Finalement, nos chauffeurs réussissent à faire redémarrer le bus. L'Iran est une nation de bricoleurs. Nous atteignons bientôt la frontière, non sans danser et chanter dans le bus. On doit sortir du bus pour que ce dernier puisse être fouillé de fond en comble. On prend toutes nos affaires et nous dirigeons vers un premier poste. Apparemment, c'est la Russie qui s'occupe de ce poste frontière. Le douanier me demande mon passeport. Il ne comprend pas de quel pays il s'agit. Quand je lui explique que c'est de Suisse que je viens, il n'arrive pas à s'empêcher de rire - cassant soudainement cet air très sérieux qu'il tenait. On peut continuer plus loin. Ensuite, le vrai poste de frontière de l'Arménie. Les gars prennent une dernière bière ce qui ne plait pas trop aux douaniers.

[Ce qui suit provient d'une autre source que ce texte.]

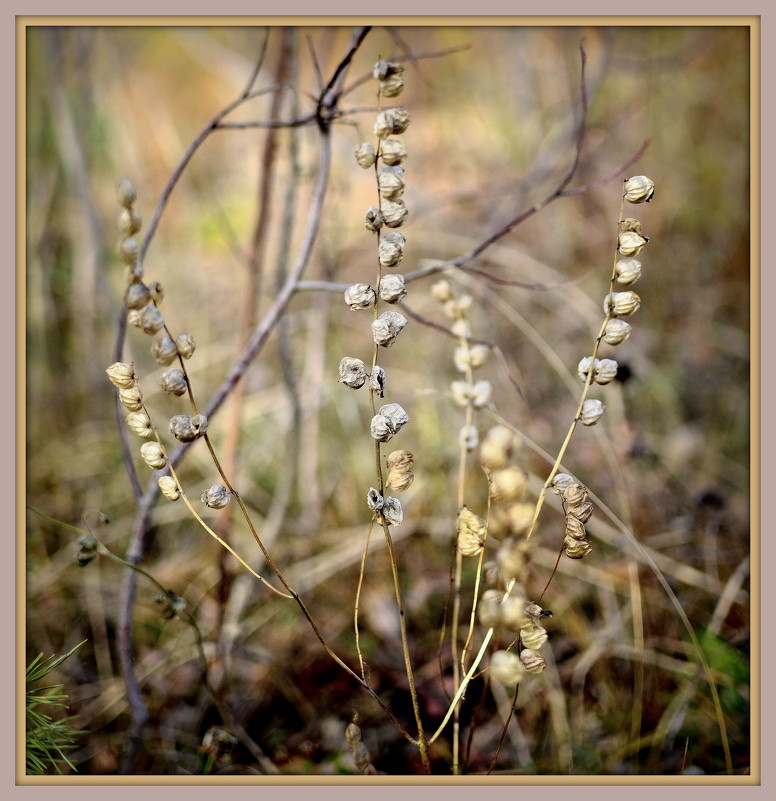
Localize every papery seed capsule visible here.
[369,414,396,442]
[119,236,140,264]
[377,166,404,200]
[380,139,407,166]
[593,359,617,384]
[372,311,407,348]
[126,412,153,437]
[151,336,178,364]
[345,284,375,311]
[604,291,641,316]
[119,384,143,412]
[458,426,480,452]
[579,398,604,426]
[604,319,632,345]
[175,332,197,359]
[456,506,486,556]
[380,273,407,303]
[105,362,135,389]
[520,623,547,651]
[366,487,385,512]
[614,258,641,284]
[158,476,181,501]
[339,356,366,389]
[369,364,388,398]
[380,200,409,228]
[356,142,375,170]
[520,648,547,673]
[159,367,188,397]
[431,278,453,303]
[170,414,207,442]
[490,651,526,687]
[137,303,164,335]
[374,106,410,139]
[380,496,404,526]
[624,175,655,203]
[617,231,649,256]
[116,178,137,209]
[563,537,593,559]
[119,208,143,236]
[489,465,528,501]
[200,484,231,509]
[140,441,167,470]
[377,231,407,267]
[364,206,385,233]
[480,426,518,470]
[477,590,504,629]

A mon tour. je tends mon passeport. Trois fois je dois faire la procédure de photo, car il ne comprend manifestement pas quel pays est inscrit sur mon passeport. Trois fois il le passe dans sa machine, trois fois il le retourne dans tous les sens essayant désespérément de comprendre d'où je viens. Finalement, il appose le tampon de sortie. Traversée du pont séparant l'Arménie de l'Iran. Photo de groupe avec les iraniens qui m'ont pris sous leur aile. Une ligne blanche au sol : il est temps de se couvrir les cheveux. Les gars finissent leurs bouteilles de vin. C'est une soirée extraordinaire - au sens littéral du terme - pour eux. Ils se sentent libres ici. On me dit "I want to tattoo my back with something like "I don't need to fuck because the government fucks me everyday"". On me dit de faire attention, de ne pas faire confiance à n'importe qui.
Ils détestent leurs gouvernement.
Premier poste de frontière de l'Iran. Check rapide de mon passeport et de mon visa ; on peut continuer. Dernier poste frontière, après une seconde d'hésitation, le douanier tamponne mon visa. Bienvenue en Iran.
Mes nouveaux amis (je crois qu'il me faut garder l'anonymat les concernant) m'aident à échanger des dollars en Riads. J'ai une telle pile d'argent dans les mains... En Iran, le taux de change n'est pas celui que l'on peut voir sur les taux officiels internationaux, mais un taux contenu artificiellement par le gouvernement, bien différent de l'autre.
En attendant que le bus arrive, les gars se mettent à chanter, l'autre backpacker à jouer de la guitare. Ambiance incroyable.
Le bus arrive finalement. Il est trois heures du matin. Je m'endors jusqu'à 6h30 du matin, alors que le bus arrive en périphérie de Tabriz. Je suis la seule à ne pas aller jusqu'à Téhéran. Tout le monde dort, je dirai au revoir à mes incroyables nouveaux amis par message, ne voulant bien sûr pas les réveiller.
Après la galère de faire comprendre l'adresse de mon auberge à mon chauffeur de taxi(et malgré l'aide du chauffeur de bus et de trois autres taxis) qui ne parle que Turc (turc-Azerii, comme tous les gens de Tabriz alors que le gouvernement persiste à n'adopter comme langue officielle que le farsi), celui-ci m'ammène à mon auberge, il est 7h du matin.
"Kosh omadi be Iran azizam"
Bienvenue en Iran ma chère
Khosh Omadi Be Iran Azizam...
Très intense tout ça, le passeport suisse pas reconnu c'est quelque chose aussi :0
Kosh omadi be Iran azizam !
Tellement extraordinaire! Mais tellement!